And combining the steps, and establishing an improved radial basis kernel Bayesian network model.
S4: the fuzzy control system and the evaluation simulator are defined by combining a fuzzy logic algorithm, defining a fuzzy set and a membership function and combining the safety range of each feature of a data set, and the fuzzy control system and the evaluation simulator are used as rules for risk evaluation judgment, and specifically comprise the following steps:
S4.1, a fuzzy logic base scikit-fuzzy is called to create a fuzzy logic-based system, a fuzzy variable and a fuzzy set are defined by combining an internal environment data set of a storage tank, and safety standards of various factors including temperature, humidity, gas concentration and air pressure are combined to divide the fuzzy variable and the fuzzy set into layers, so that subsequent risk assessment is facilitated, wherein numerical ranges of various parameters are set, such as:
temperature: -40 ℃ to 60 ℃,
Humidity: 0% to 70%,
Gas concentration (ammonia concentration): 0ppm to 25ppm, wherein ppm means a concentration unit of one part per million (parts per million), which means that the concentration of a substance is 1ppm, which means that the proportion of the substance in the substance to be measured is one part per million,
Air pressure: 0.8mpa to 1.6mpa;
S4.2, establishing a membership function as a judgment of subsequent risk assessment by combining a defined fuzzy set and a national issued storage tank internal environment data safety criterion, wherein the safety ranges of all parameters are combined to perform different degrees of division, such as: low temperature, high temperature, low humidity, high humidity, low concentration, high concentration, low pressure, high pressure, wherein the dividing criteria are set according to specific parameters.

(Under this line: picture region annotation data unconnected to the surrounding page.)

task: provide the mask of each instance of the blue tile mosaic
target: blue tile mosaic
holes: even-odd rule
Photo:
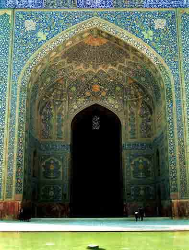
[[[77,0],[78,8],[112,8],[113,0]]]
[[[33,2],[37,4],[37,2]],[[47,3],[47,1],[46,1]],[[169,68],[171,69],[172,75],[174,76],[175,87],[171,86],[169,76],[164,76],[166,85],[166,99],[167,99],[167,120],[168,120],[168,139],[169,139],[169,162],[170,162],[170,176],[171,176],[171,192],[177,192],[177,180],[176,180],[176,162],[178,160],[181,169],[181,191],[182,197],[187,195],[187,182],[186,182],[186,162],[185,162],[185,152],[184,152],[184,129],[183,129],[183,114],[182,114],[182,103],[181,100],[181,90],[178,75],[178,45],[177,45],[177,33],[176,33],[176,15],[174,10],[165,11],[101,11],[101,12],[24,12],[16,11],[16,22],[15,22],[15,44],[14,44],[14,67],[13,67],[13,83],[12,83],[12,95],[11,95],[11,116],[10,116],[10,130],[9,130],[9,165],[8,165],[8,179],[7,179],[7,198],[12,196],[12,182],[13,182],[13,168],[14,168],[14,154],[15,154],[15,134],[17,136],[17,131],[15,130],[16,124],[16,103],[17,103],[17,93],[18,93],[18,76],[21,73],[26,62],[30,57],[43,45],[46,41],[54,38],[56,35],[62,31],[71,28],[82,21],[86,21],[92,17],[100,17],[102,20],[108,21],[109,24],[113,23],[123,30],[129,31],[131,34],[135,35],[137,38],[142,39],[146,44],[153,48],[161,57],[165,60]],[[2,18],[2,19],[1,19]],[[0,16],[0,21],[3,22],[2,27],[6,27],[5,31],[10,29],[10,24],[7,19],[7,15]],[[183,54],[184,56],[184,68],[185,68],[185,79],[188,79],[188,61],[187,61],[187,44],[188,44],[188,14],[183,14],[182,16],[183,26]],[[106,22],[104,22],[106,26]],[[108,27],[108,25],[107,25]],[[111,26],[109,26],[111,27]],[[108,28],[107,28],[108,29]],[[110,28],[109,28],[110,29]],[[6,34],[3,30],[3,37]],[[111,29],[110,29],[111,31]],[[73,32],[73,31],[71,31]],[[115,32],[118,33],[117,30]],[[73,32],[74,33],[74,32]],[[73,33],[66,34],[72,36]],[[116,35],[116,34],[115,34]],[[2,36],[1,36],[2,38]],[[0,39],[1,39],[0,38]],[[5,50],[6,53],[9,44],[9,38],[6,37]],[[169,44],[169,46],[167,46]],[[0,51],[0,54],[4,53]],[[4,57],[1,57],[4,58]],[[6,60],[5,60],[6,61]],[[0,62],[1,63],[1,62]],[[3,73],[0,71],[0,75],[5,73],[5,78],[7,77],[6,62],[2,61]],[[0,68],[1,70],[1,68]],[[162,72],[164,71],[162,67]],[[4,81],[4,80],[3,80]],[[19,137],[18,142],[22,143],[22,146],[18,147],[17,152],[17,190],[16,193],[22,192],[22,168],[23,168],[23,154],[24,154],[24,129],[25,129],[25,100],[26,100],[26,84],[27,82],[22,82],[22,88],[20,92],[20,111],[19,111]],[[172,92],[172,89],[175,92]],[[2,103],[5,108],[5,96],[6,96],[6,86],[1,87],[1,98]],[[188,86],[186,85],[186,91],[188,91]],[[4,94],[3,94],[4,93]],[[173,96],[174,95],[174,96]],[[188,95],[189,96],[189,95]],[[178,100],[176,102],[176,118],[174,121],[174,102],[173,97]],[[189,113],[188,109],[187,112]],[[4,113],[2,112],[4,115]],[[3,116],[2,116],[3,117]],[[178,137],[178,159],[176,156],[175,146],[175,134],[174,134],[174,122],[177,125],[177,137]],[[2,128],[4,123],[2,121]],[[4,129],[1,135],[3,135]],[[3,138],[0,138],[3,142]],[[2,144],[3,145],[3,144]],[[135,145],[136,146],[136,145]],[[65,151],[69,151],[66,145],[43,145],[44,150],[58,150],[59,147]],[[52,148],[53,147],[53,148]],[[131,147],[131,145],[123,145],[124,149]],[[148,147],[148,145],[140,145],[136,147]],[[42,150],[43,150],[42,149]],[[3,149],[2,149],[3,151]],[[2,159],[2,158],[1,158]]]
[[[9,44],[11,36],[11,12],[0,11],[0,199],[2,198],[2,185],[4,174],[4,136],[6,126],[6,102],[9,70]],[[7,170],[9,172],[9,169]],[[12,173],[11,173],[12,175]],[[9,177],[8,177],[9,178]]]
[[[0,8],[187,8],[188,0],[1,0]]]
[[[145,8],[186,8],[188,0],[145,0]]]
[[[5,8],[43,8],[43,0],[6,0]]]
[[[16,26],[21,28],[20,32],[16,32],[16,36],[17,36],[17,45],[19,45],[19,40],[21,39],[21,41],[25,41],[25,43],[27,44],[28,42],[31,43],[32,37],[34,38],[34,42],[30,44],[28,44],[28,46],[18,46],[17,47],[17,56],[15,55],[14,61],[15,61],[15,65],[16,67],[14,67],[14,70],[20,70],[23,66],[20,65],[21,62],[24,63],[24,60],[27,60],[27,57],[29,58],[30,55],[33,54],[33,52],[37,49],[37,46],[34,47],[32,45],[38,45],[39,47],[47,40],[50,39],[51,37],[53,37],[57,32],[61,32],[61,30],[59,29],[54,29],[51,30],[49,29],[50,26],[52,26],[51,24],[48,23],[48,25],[45,25],[45,23],[43,23],[43,16],[46,15],[46,17],[44,17],[44,20],[48,20],[48,15],[51,16],[51,18],[49,20],[53,21],[53,27],[57,27],[60,28],[59,23],[61,22],[62,19],[64,19],[63,22],[61,22],[64,25],[61,25],[61,29],[66,29],[68,27],[70,27],[71,25],[80,22],[80,21],[84,21],[90,17],[92,17],[94,15],[93,12],[61,12],[61,13],[53,13],[49,12],[49,13],[40,13],[40,21],[36,22],[36,24],[34,25],[34,21],[36,16],[36,12],[32,12],[28,15],[28,13],[24,13],[24,12],[18,12],[17,13],[17,18],[16,18]],[[85,14],[85,15],[84,15]],[[111,22],[114,22],[117,26],[120,26],[123,29],[127,29],[129,30],[131,33],[134,33],[136,36],[138,36],[139,38],[142,38],[146,43],[150,44],[151,47],[153,47],[155,50],[158,51],[159,54],[162,54],[162,57],[165,58],[167,64],[169,65],[169,67],[172,70],[173,75],[178,78],[178,59],[177,59],[177,40],[176,40],[176,21],[173,22],[173,20],[176,20],[175,18],[175,12],[174,11],[164,11],[164,12],[143,12],[140,13],[139,11],[135,11],[132,12],[132,14],[129,12],[95,12],[95,16],[99,15],[99,17]],[[35,17],[36,16],[36,17]],[[74,17],[76,17],[74,19]],[[32,25],[31,26],[26,26],[26,20],[29,19],[33,19],[32,20]],[[38,19],[38,18],[37,18]],[[57,20],[56,20],[57,19]],[[133,20],[132,20],[133,19]],[[55,21],[56,20],[56,21]],[[59,22],[59,21],[60,22]],[[123,21],[124,20],[124,21]],[[139,20],[141,22],[139,22]],[[74,22],[73,22],[74,21]],[[57,25],[56,25],[57,23]],[[25,25],[24,25],[25,24]],[[43,26],[43,30],[42,30],[42,26]],[[37,27],[39,25],[39,27]],[[147,28],[147,31],[145,30],[145,27]],[[169,28],[168,28],[169,27]],[[25,28],[25,32],[24,32],[24,28]],[[36,37],[36,28],[38,30],[38,33],[40,32],[43,33],[44,31],[48,33],[42,36],[43,39],[38,39]],[[151,28],[151,29],[150,29]],[[19,29],[18,29],[19,30]],[[49,32],[51,30],[51,33]],[[31,32],[30,32],[31,31]],[[139,32],[141,31],[141,32]],[[29,32],[29,33],[28,33]],[[54,34],[53,34],[54,32]],[[56,32],[56,33],[55,33]],[[27,36],[26,38],[24,38],[24,36],[27,34],[27,36],[29,35],[30,40],[27,42]],[[165,35],[166,34],[166,35]],[[36,38],[35,38],[36,37]],[[44,39],[45,38],[45,39]],[[171,43],[170,43],[171,41]],[[171,47],[166,46],[166,44],[169,43]],[[25,48],[27,48],[27,53],[24,52]],[[19,50],[23,50],[23,51],[19,51]],[[22,59],[24,58],[23,55],[26,56],[26,58],[21,61],[21,57],[19,58],[19,55],[22,55]],[[173,60],[174,58],[174,60]],[[164,69],[163,67],[160,68],[161,71],[163,72]],[[15,72],[16,72],[15,71]],[[18,74],[14,74],[14,80],[17,81],[17,76]],[[176,84],[178,84],[179,82],[176,81]],[[24,84],[24,83],[23,83]],[[175,155],[175,143],[174,143],[174,122],[173,122],[173,106],[169,105],[169,102],[172,100],[172,93],[170,92],[171,88],[168,87],[170,86],[170,80],[169,77],[167,77],[165,75],[165,84],[166,84],[166,93],[167,93],[167,103],[168,103],[168,118],[169,118],[169,152],[171,155],[170,160],[170,165],[171,165],[171,169],[172,169],[172,176],[175,176],[175,172],[176,172],[176,157],[172,157],[173,155]],[[25,103],[24,100],[21,101],[21,103],[23,102],[23,104]],[[22,107],[22,106],[20,106]],[[170,110],[169,110],[170,108]],[[24,106],[23,106],[23,110],[24,110]],[[170,111],[170,112],[169,112]],[[21,114],[21,112],[20,112]],[[21,116],[22,117],[22,116]],[[13,117],[13,119],[15,119]],[[22,118],[21,118],[22,119]],[[181,120],[178,120],[180,123],[182,123]],[[20,124],[20,123],[19,123]],[[182,125],[182,124],[181,124]],[[183,129],[183,125],[180,126],[181,129]],[[21,127],[19,128],[19,137],[23,134]],[[21,136],[22,137],[22,136]],[[23,150],[23,149],[22,149]],[[22,152],[21,150],[21,152]],[[181,149],[183,150],[183,149]],[[22,163],[21,163],[22,164]],[[171,173],[170,173],[171,174]],[[174,179],[174,178],[173,178]],[[177,181],[173,180],[172,185],[171,185],[171,191],[172,192],[176,192],[177,190]]]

And S4.3, defining a fuzzy control system and an evaluation simulator, and compiling a fuzzy logic rule by combining a membership function, so as to define the relation between an input fuzzy variable and an output fuzzy variable, thereby realizing the evaluation control system. Wherein the system provides a set of fuzzy rules for connecting the input and output variables, the rules being used to determine the fuzzy value of the output from the fuzzy value of the input.

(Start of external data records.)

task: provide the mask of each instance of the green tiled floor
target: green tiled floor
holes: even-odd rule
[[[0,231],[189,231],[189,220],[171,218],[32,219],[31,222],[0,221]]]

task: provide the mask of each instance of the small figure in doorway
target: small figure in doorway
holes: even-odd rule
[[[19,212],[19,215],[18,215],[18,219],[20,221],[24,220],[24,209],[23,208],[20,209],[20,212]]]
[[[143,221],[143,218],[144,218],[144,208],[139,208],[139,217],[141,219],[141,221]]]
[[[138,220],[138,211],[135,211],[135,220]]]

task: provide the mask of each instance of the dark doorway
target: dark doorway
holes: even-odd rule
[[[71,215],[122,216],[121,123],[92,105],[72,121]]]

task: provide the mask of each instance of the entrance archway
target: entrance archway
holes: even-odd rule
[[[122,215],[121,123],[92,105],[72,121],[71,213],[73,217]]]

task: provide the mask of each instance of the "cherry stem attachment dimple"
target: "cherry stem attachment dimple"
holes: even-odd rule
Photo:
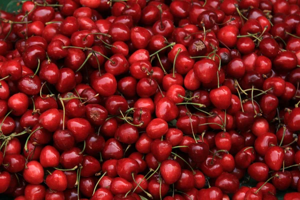
[[[279,175],[278,175],[277,174],[276,174],[275,175],[274,175],[274,176],[270,177],[270,178],[269,179],[268,179],[268,180],[266,180],[266,182],[264,182],[264,184],[262,184],[262,186],[260,186],[257,190],[256,190],[256,192],[254,192],[254,193],[255,193],[256,194],[257,194],[258,192],[260,192],[260,190],[262,188],[262,187],[266,185],[266,184],[268,183],[268,182],[270,182],[272,178],[273,178],[275,177],[276,177],[276,178],[280,178]]]
[[[157,50],[156,52],[154,52],[154,54],[152,54],[151,55],[150,55],[150,57],[152,57],[152,56],[154,56],[154,55],[155,55],[156,54],[159,53],[162,50],[168,48],[169,47],[172,46],[174,45],[175,45],[176,44],[176,43],[175,43],[175,42],[172,42],[172,43],[170,44],[167,45],[166,46],[164,47],[163,47],[162,48],[160,48],[160,50]]]
[[[158,172],[158,169],[160,167],[160,164],[162,164],[160,162],[158,162],[158,166],[157,168],[156,168],[156,170],[155,170],[153,172],[153,173],[152,173],[151,174],[151,175],[150,175],[149,176],[149,177],[148,177],[147,178],[146,178],[146,180],[149,180],[149,178],[151,178],[151,176],[152,176],[153,175],[155,174]]]
[[[99,180],[97,182],[97,183],[95,185],[95,187],[94,188],[94,192],[92,192],[92,194],[93,194],[95,193],[95,192],[96,192],[96,189],[97,188],[97,186],[98,186],[98,184],[99,184],[99,182],[100,182],[100,180],[101,180],[102,179],[102,178],[105,176],[105,174],[106,174],[106,173],[107,173],[107,172],[104,172],[104,174],[102,174],[102,176],[101,176],[101,177],[100,177],[100,178],[99,178]]]
[[[56,170],[60,170],[60,171],[72,171],[74,170],[76,170],[77,168],[78,168],[78,166],[76,166],[74,167],[73,168],[71,168],[70,169],[61,169],[61,168],[53,168]]]
[[[214,155],[212,156],[212,161],[210,162],[210,164],[214,164],[214,156],[218,156],[216,154],[220,152],[224,152],[226,154],[229,154],[229,152],[228,152],[228,151],[227,150],[217,150],[216,152],[214,154]]]
[[[138,183],[136,182],[136,180],[134,179],[134,174],[132,172],[132,180],[134,180],[134,183],[136,184],[136,185],[138,186],[138,188],[140,188],[140,190],[142,190],[142,192],[145,192],[145,194],[147,195],[147,196],[149,196],[150,198],[153,198],[153,196],[152,196],[152,195],[150,194],[150,193],[147,192],[146,191],[145,191],[145,190],[140,186],[140,183]]]
[[[184,162],[186,162],[186,164],[188,164],[188,166],[190,166],[190,169],[192,170],[192,174],[196,174],[195,172],[194,171],[194,169],[192,168],[192,166],[190,166],[190,165],[188,164],[188,162],[186,162],[186,160],[184,159],[182,157],[180,156],[178,156],[178,154],[175,154],[174,152],[171,152],[171,154],[172,154],[174,155],[175,155],[176,156],[179,158],[180,158],[181,160],[182,160],[182,161],[184,161]]]
[[[27,138],[27,139],[26,140],[26,142],[25,142],[25,145],[24,146],[24,149],[25,150],[25,151],[26,152],[28,152],[28,148],[27,148],[27,144],[28,143],[28,140],[29,140],[29,139],[30,138],[30,137],[36,132],[37,132],[38,130],[40,130],[41,129],[44,128],[44,127],[40,127],[38,128],[37,128],[36,130],[34,130],[33,132],[31,132],[31,134],[30,134],[29,135],[29,136],[28,136],[28,138]]]
[[[176,60],[177,60],[177,57],[178,55],[181,52],[181,48],[179,48],[177,50],[177,52],[176,53],[176,55],[175,55],[175,58],[174,58],[174,62],[173,62],[173,78],[175,78],[175,64],[176,63]]]
[[[62,98],[59,97],[58,99],[60,100],[60,103],[62,104],[62,112],[64,112],[63,116],[62,116],[62,130],[64,130],[64,119],[65,119],[65,117],[66,117],[66,109],[64,108],[64,101],[62,100]]]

Wherein for the determination of the rules, the degree of influence of each factor on the safety of the storage tank is set, for example: the change of temperature may cause the change of air pressure, and the change of air concentration may also cause the change of air pressure, and further cause the explosion of the storage tank, so that the influence degree of temperature, air concentration and air pressure is the highest, and the regular arrangement needs to be combined with these to perform comprehensive division, for example: the safety risk of the storage tank can be improved when the temperature is too high or too low, and the gas concentration is the same as the gas pressure. But also needs to be judged together by combining all the factors to carry out comprehensive evaluation.
And the risk level is divided into a normal 0 situation and a risk 1 situation, and the risk level obtained by the data evaluation result is 1, so that the data at the moment is more risk, whether the storage tank is at risk can be judged in advance, and the chemical safety is greatly improved.
Each rule consists of a condition part and a conclusion part. The conditional portion combines the input variables using logical operators (e.g., "or" and "), while the conclusion portion represents the fuzzy value of the output variable. When given a specific value of a set of input variables, the degree of contribution to the final output result can be determined by calculating the degree of activation (activation degree) of each rule. Then, the fuzzy value of the output variable is calculated by carrying out aggregation and de-blurring operation on all the activated rules. Thus, we can describe the behavior of the fuzzy control system using its rules and functions. And then safety evaluation is performed.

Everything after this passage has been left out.